The trace records gen_ai.request.model, gen_ai.usage.input_tokens, gen_ai.usage.output_tokens, the selected provider, the routing policy ID, and the cache outcome. Engineers then review a dashboard grouped by policy: cost per trace, fallback rate, p99 latency, and post-route eval pass rate. FutureAGI’s approach is to treat cost as a constrained routing objective, not a global preference for cheaper models.

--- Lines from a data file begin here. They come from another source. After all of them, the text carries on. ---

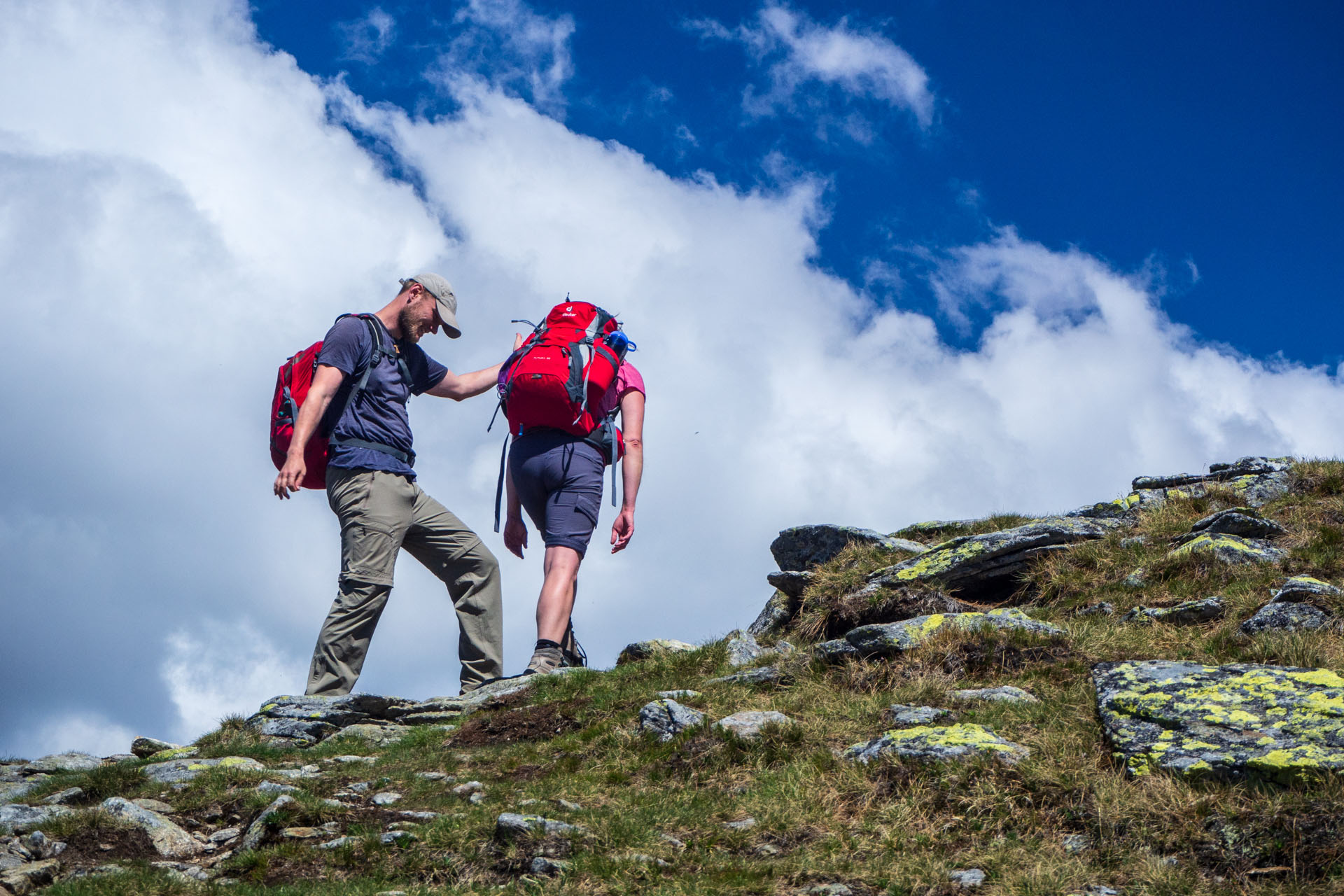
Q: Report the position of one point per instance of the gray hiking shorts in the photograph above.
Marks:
(558, 477)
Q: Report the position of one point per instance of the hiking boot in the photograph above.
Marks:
(545, 660)
(571, 650)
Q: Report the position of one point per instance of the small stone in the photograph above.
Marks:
(666, 719)
(1183, 613)
(749, 724)
(904, 715)
(968, 879)
(1004, 694)
(547, 867)
(69, 796)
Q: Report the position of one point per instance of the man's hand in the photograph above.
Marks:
(622, 530)
(515, 535)
(290, 476)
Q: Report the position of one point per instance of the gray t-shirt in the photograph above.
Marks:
(378, 414)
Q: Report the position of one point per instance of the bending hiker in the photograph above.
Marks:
(561, 414)
(365, 371)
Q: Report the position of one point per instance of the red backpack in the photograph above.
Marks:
(566, 365)
(292, 384)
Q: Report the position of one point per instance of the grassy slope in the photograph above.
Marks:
(888, 828)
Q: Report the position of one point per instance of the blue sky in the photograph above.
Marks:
(1199, 139)
(883, 265)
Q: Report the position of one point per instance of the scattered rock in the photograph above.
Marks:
(666, 719)
(511, 825)
(264, 822)
(1100, 609)
(1230, 548)
(645, 649)
(1184, 613)
(146, 747)
(742, 649)
(168, 839)
(1304, 587)
(967, 879)
(762, 676)
(749, 724)
(1240, 720)
(904, 716)
(988, 564)
(64, 762)
(804, 547)
(1285, 617)
(891, 638)
(939, 745)
(1003, 694)
(182, 770)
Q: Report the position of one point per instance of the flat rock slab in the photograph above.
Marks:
(905, 715)
(991, 562)
(1304, 587)
(1242, 720)
(666, 719)
(1004, 694)
(168, 839)
(891, 638)
(1287, 617)
(647, 649)
(1230, 548)
(804, 547)
(1184, 613)
(181, 770)
(939, 743)
(511, 825)
(749, 724)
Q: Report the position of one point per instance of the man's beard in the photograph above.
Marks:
(409, 326)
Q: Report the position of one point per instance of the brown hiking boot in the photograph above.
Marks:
(545, 660)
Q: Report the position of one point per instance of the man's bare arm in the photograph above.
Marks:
(326, 382)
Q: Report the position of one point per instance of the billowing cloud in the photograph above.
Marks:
(800, 54)
(174, 223)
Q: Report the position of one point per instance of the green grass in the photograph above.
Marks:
(889, 828)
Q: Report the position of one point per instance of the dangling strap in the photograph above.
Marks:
(499, 486)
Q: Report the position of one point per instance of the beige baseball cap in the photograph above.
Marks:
(442, 293)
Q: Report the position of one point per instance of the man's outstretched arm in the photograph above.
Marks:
(326, 382)
(632, 468)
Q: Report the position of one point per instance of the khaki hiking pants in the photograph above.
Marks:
(381, 512)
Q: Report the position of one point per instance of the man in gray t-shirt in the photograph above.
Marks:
(372, 491)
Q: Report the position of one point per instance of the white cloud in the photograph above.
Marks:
(369, 36)
(514, 49)
(800, 52)
(175, 223)
(222, 669)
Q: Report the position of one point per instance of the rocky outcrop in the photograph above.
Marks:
(1241, 720)
(939, 745)
(1256, 480)
(892, 638)
(804, 547)
(988, 564)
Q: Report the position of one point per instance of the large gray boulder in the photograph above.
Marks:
(804, 547)
(168, 839)
(939, 743)
(1256, 480)
(1242, 720)
(892, 638)
(666, 719)
(990, 564)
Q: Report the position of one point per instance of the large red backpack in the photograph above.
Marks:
(292, 384)
(554, 379)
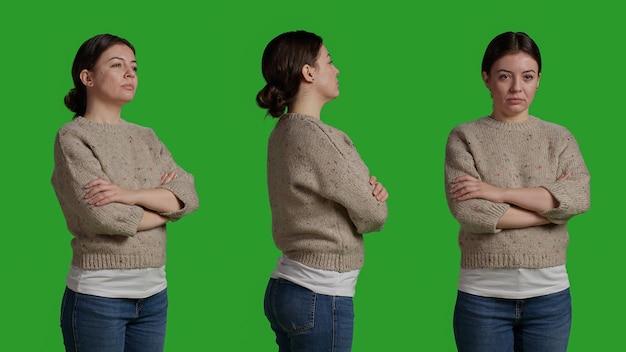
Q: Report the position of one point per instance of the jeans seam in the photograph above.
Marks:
(74, 324)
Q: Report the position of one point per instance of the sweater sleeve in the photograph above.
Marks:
(342, 176)
(474, 215)
(75, 165)
(183, 186)
(573, 194)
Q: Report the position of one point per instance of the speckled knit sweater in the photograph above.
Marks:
(533, 153)
(131, 156)
(320, 195)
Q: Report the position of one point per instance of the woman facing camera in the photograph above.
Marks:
(118, 187)
(513, 181)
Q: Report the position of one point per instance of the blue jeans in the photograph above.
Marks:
(538, 324)
(305, 321)
(99, 324)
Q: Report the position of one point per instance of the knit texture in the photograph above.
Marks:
(533, 153)
(131, 156)
(320, 195)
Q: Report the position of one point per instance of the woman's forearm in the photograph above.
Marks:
(158, 199)
(535, 199)
(518, 218)
(151, 220)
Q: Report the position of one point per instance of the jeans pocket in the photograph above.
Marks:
(293, 306)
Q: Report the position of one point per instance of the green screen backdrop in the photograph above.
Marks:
(410, 72)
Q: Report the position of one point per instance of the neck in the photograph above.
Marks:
(510, 118)
(103, 113)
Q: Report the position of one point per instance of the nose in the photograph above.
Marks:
(516, 85)
(130, 72)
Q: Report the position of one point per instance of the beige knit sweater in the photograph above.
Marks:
(533, 153)
(320, 195)
(131, 156)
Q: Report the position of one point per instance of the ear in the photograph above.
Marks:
(485, 78)
(538, 79)
(307, 73)
(86, 78)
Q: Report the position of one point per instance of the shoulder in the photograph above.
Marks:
(307, 130)
(553, 129)
(310, 136)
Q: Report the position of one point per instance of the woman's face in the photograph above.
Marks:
(325, 74)
(114, 77)
(513, 82)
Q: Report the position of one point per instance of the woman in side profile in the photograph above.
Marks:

Unlike LiteLLM-style price lists that can be wired directly into app code, Agent Command Center keeps the route as an auditable policy object with trace evidence for each decision.
How to measure or detect cost-optimized routing
Measure cost-optimized routing as a policy outcome, not as a single invoice number:
- Token-cost-per-trace — cost rolled up from prompt and completion tokens for every trace under a routing policy.
- Quality pass rate after route — percentage of routed outputs passing
AnswerRelevancy,Groundedness,JSONValidation, or the task-specific eval. - Fallback trigger rate — share of cheap-route attempts that move to
model fallback; high rates mean the first target is underpowered. - p99 latency by policy — confirms the cheapest route is not violating user-facing latency targets.
- Provider mix drift — actual percentage of calls by provider and model, compared with the intended policy.
- User-feedback proxy — thumbs-down rate or escalation rate segmented by selected model.
from fi.evals import AnswerRelevancy
score = AnswerRelevancy().evaluate(
input=user_question,
output=routed_response,
)
Use the eval score beside gen_ai.usage.input_tokens and gen_ai.usage.output_tokens, not instead of them. A route that saves 60% on tokens but doubles escalation rate is not cost-optimized; it is cost-shifted.
Common mistakes
- Choosing the cheapest model globally. Cost routing must honor task class, latency SLO, region policy, and minimum quality score.
- Ignoring completion-token variance. A cheap model that writes twice as much can cost more than a concise premium model.
- Measuring spend only by provider invoice. You need token-cost-per-trace grouped by routing policy and selected model.
- Routing agents like chatbots. Planning, tool use, and final response calls often deserve different cost policies.
- Skipping eval checks after downgrade. Run
AnswerRelevancy,Groundedness, orJSONValidationon sampled cheap-route outputs before increasing traffic.
Frequently Asked Questions
What is cost-optimized routing?
Cost-optimized routing is an LLM-gateway strategy that selects the lowest-cost eligible model or provider for each request while preserving latency, quality, availability, and policy constraints.
How is cost-optimized routing different from least-latency routing?
Least-latency routing prefers the fastest healthy target. Cost-optimized routing prefers the cheapest target that still meets the request's reliability and latency thresholds.
How do you measure cost-optimized routing?
Measure token-cost-per-trace by routing policy, plus `gen_ai.usage.input_tokens`, `gen_ai.usage.output_tokens`, fallback rate, p99 latency, and quality eval pass rate after the route decision.